Autodesk Builds Unified Log Analytics Solution on AWS to Gain New Insights
Autodesk, a leading provider of 3D design and engineering software, wants to do more than create and deliver software. It also wants to ensure its millions of global users have the best experience running that software. To make that happen, Autodesk needs to monitor and fix software problems as quickly as possible. Doing this was challenging, however, because the company’s previous application-data log solution struggled to keep up with the growing volume of data needing to be analyzed and stored.
The solution ingests 2 TB of data every day, a number expected to grow to 10 TB within the next few years. “We had some performance issues with the solution, which made it difficult for us to detect problems quickly,” says Tommy Li, senior software architect at Autodesk. “We needed the ability to monitor logging-incident data in real time, so we could answer customer questions faster.”
Autodesk was also encouraged by its finance department to find a more cost-effective logging solution. “We have a small team, and we wanted to find a solution that would ease log data management while lowering costs,” says Li.

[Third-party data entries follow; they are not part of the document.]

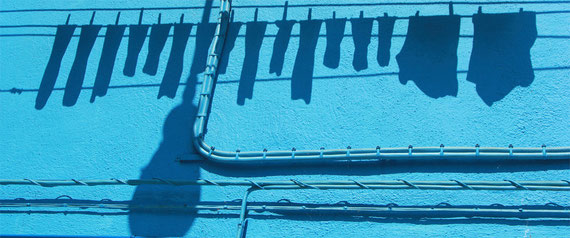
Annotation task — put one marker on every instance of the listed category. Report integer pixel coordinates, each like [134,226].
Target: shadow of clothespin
[92,18]
[117,20]
[140,16]
[285,10]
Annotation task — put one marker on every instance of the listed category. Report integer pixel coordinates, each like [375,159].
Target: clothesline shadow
[177,138]
[500,59]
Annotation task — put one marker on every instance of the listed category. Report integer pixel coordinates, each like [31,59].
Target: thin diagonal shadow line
[397,18]
[291,6]
[19,91]
[273,35]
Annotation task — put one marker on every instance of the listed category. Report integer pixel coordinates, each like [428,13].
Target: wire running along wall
[421,56]
[218,33]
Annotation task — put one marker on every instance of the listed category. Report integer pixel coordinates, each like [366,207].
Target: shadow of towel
[500,60]
[429,55]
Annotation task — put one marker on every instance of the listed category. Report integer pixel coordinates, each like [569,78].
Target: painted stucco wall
[130,133]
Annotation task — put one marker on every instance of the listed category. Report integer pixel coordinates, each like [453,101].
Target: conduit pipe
[391,210]
[336,155]
[556,185]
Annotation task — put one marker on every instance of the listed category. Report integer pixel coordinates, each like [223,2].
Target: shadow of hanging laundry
[77,74]
[63,36]
[281,42]
[335,32]
[157,40]
[302,77]
[429,55]
[255,31]
[177,136]
[113,38]
[137,36]
[174,67]
[385,31]
[231,37]
[500,60]
[361,33]
[280,46]
[204,35]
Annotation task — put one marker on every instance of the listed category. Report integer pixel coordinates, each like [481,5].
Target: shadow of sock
[361,33]
[500,59]
[335,33]
[174,67]
[63,36]
[280,46]
[385,31]
[113,38]
[137,36]
[302,77]
[156,42]
[87,39]
[255,31]
[231,37]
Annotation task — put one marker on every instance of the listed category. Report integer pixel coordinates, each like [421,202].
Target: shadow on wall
[361,33]
[335,33]
[429,55]
[500,59]
[113,38]
[255,31]
[302,77]
[177,141]
[62,38]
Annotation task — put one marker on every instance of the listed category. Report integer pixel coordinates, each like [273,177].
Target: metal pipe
[390,210]
[337,155]
[556,185]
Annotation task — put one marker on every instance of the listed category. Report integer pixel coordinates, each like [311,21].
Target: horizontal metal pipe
[561,185]
[336,155]
[381,211]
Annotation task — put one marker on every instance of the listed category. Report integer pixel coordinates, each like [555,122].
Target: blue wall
[133,132]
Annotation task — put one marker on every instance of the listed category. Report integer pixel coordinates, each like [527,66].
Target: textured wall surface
[132,132]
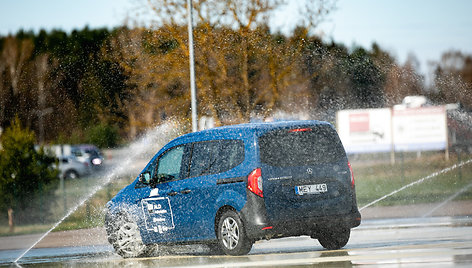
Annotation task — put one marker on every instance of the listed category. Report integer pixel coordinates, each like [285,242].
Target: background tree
[453,79]
[25,174]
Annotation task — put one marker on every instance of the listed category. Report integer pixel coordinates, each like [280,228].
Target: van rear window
[301,147]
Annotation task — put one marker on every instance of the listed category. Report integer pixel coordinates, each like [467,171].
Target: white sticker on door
[158,216]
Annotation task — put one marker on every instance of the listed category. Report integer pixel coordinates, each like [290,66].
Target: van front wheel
[232,235]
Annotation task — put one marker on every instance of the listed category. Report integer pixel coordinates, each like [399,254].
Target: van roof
[252,127]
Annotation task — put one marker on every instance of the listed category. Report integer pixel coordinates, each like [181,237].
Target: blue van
[230,186]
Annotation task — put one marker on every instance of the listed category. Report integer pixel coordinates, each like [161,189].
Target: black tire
[231,234]
[334,239]
[71,174]
[124,236]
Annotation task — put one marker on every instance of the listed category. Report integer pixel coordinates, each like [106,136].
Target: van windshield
[301,146]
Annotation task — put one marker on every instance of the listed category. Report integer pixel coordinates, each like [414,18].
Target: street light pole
[193,90]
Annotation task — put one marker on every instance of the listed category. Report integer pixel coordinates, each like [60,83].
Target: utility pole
[193,90]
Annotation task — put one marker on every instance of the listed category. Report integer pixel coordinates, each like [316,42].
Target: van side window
[170,163]
[213,157]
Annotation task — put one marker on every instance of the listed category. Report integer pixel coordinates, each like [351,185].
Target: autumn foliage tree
[25,173]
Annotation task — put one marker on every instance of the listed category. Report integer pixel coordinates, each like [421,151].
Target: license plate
[311,189]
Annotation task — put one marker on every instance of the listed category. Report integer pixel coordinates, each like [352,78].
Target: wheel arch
[220,212]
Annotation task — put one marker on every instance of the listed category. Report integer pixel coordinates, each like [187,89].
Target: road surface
[419,242]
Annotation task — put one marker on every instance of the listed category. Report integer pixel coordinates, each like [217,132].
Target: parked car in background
[88,153]
[71,168]
[228,187]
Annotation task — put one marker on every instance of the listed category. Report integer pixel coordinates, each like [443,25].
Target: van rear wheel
[334,238]
[123,234]
[232,235]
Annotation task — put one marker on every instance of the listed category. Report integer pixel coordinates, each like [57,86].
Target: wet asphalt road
[418,242]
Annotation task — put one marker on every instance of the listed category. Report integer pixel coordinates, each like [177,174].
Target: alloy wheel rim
[230,233]
[129,240]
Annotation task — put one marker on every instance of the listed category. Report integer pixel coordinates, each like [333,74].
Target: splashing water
[156,137]
[418,182]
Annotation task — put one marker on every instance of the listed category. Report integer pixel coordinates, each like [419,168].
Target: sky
[425,28]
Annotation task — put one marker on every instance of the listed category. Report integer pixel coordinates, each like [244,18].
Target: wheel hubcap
[230,233]
[128,239]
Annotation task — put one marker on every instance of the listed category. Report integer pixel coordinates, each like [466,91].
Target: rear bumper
[258,226]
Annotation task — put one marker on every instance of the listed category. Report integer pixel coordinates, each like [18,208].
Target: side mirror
[145,177]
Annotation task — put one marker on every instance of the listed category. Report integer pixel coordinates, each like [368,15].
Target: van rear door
[305,173]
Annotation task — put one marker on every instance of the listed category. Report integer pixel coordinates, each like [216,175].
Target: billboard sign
[365,131]
[420,129]
[385,129]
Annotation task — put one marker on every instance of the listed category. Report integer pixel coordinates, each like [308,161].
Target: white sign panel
[420,129]
[365,131]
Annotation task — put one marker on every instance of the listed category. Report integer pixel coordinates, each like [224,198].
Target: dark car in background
[71,168]
[230,186]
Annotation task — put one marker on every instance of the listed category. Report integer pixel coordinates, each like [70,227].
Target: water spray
[417,182]
[152,137]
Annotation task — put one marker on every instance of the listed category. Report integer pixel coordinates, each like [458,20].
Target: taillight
[254,182]
[352,174]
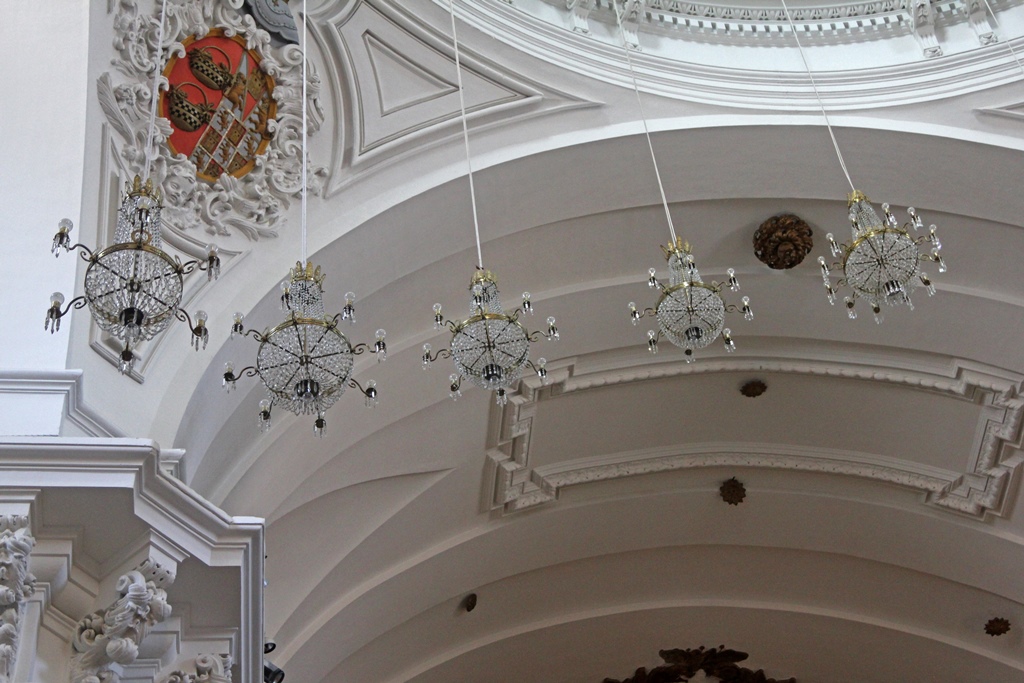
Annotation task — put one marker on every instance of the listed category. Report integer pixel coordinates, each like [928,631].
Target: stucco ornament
[209,669]
[112,636]
[16,586]
[253,205]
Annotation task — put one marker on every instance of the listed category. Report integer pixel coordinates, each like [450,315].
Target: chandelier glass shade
[882,261]
[690,312]
[132,288]
[489,348]
[305,363]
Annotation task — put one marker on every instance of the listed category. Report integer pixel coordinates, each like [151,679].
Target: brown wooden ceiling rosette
[782,242]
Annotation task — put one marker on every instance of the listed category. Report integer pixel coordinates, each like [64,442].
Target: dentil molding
[980,492]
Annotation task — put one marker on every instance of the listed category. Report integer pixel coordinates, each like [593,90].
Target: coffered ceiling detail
[399,87]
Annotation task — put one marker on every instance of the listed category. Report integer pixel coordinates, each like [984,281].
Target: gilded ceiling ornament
[239,167]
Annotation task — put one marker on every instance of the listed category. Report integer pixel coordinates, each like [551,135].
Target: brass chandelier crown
[133,288]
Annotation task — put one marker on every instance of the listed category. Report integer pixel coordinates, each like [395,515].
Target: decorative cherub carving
[113,635]
[16,586]
[209,669]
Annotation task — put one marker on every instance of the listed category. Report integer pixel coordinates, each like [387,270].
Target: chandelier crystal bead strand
[489,348]
[305,363]
[882,261]
[690,312]
[133,288]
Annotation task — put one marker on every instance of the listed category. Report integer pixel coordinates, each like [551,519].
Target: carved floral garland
[254,205]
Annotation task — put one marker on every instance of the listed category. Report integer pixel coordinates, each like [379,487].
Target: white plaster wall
[42,125]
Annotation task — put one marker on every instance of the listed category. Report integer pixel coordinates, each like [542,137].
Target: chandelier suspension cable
[1013,52]
[643,118]
[305,42]
[817,95]
[465,137]
[154,97]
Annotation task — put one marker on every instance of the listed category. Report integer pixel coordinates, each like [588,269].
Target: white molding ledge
[978,493]
[181,524]
[67,383]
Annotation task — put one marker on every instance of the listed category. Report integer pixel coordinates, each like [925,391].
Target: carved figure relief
[16,586]
[209,669]
[684,665]
[228,154]
[113,635]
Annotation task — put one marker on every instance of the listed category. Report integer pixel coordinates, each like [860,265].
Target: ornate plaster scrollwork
[112,636]
[16,586]
[209,669]
[253,205]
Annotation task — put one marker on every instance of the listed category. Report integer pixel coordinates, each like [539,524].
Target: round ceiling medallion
[782,242]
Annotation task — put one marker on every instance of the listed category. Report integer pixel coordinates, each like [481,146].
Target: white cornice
[751,85]
[979,493]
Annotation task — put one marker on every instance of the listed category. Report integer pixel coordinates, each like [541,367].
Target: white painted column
[44,82]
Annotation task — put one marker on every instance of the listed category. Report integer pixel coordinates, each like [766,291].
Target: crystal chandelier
[305,363]
[133,288]
[882,261]
[690,312]
[489,347]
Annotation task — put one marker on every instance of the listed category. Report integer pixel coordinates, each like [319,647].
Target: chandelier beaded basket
[305,363]
[489,348]
[690,312]
[133,288]
[882,261]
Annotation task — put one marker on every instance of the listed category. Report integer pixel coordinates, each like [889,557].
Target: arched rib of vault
[555,186]
[790,312]
[635,586]
[868,522]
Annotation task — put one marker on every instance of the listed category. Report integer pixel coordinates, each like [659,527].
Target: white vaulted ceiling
[883,524]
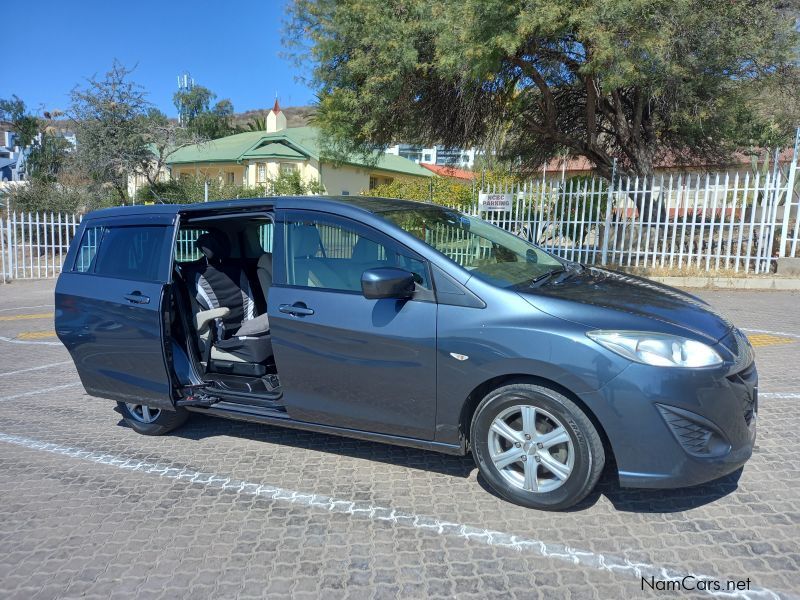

“Ultimately, we are improving our software products and offering better service to our customers because of the real-time visibility we’re getting into log data.”
Tommy Li, Senior Software Architect, Autodesk
AWS Services Used
Based in San Rafael, California, Autodesk is a software company that creates products for the architecture, engineering, construction, manufacturing, media, and entertainment industries. The company’s software includes AutoCAD and 3D solutions.
- Finds and fixes application problems faster through real-time data analysis
- Improves mean time to detect and recover
- Builds enterprise data logging analysis solution using small IT team
AWS Services Used
Creating a Fully Managed Unified Log Data Solution on AWS
To improve its log analysis capabilities for root-cause analysis, Autodesk researched building a cloud-based unified log data solution leveraging Amazon Web Services (AWS). “We had already been using AWS services for various internal functions at Autodesk, and we wanted to expand on that usage by developing a unified logging system,” says Li.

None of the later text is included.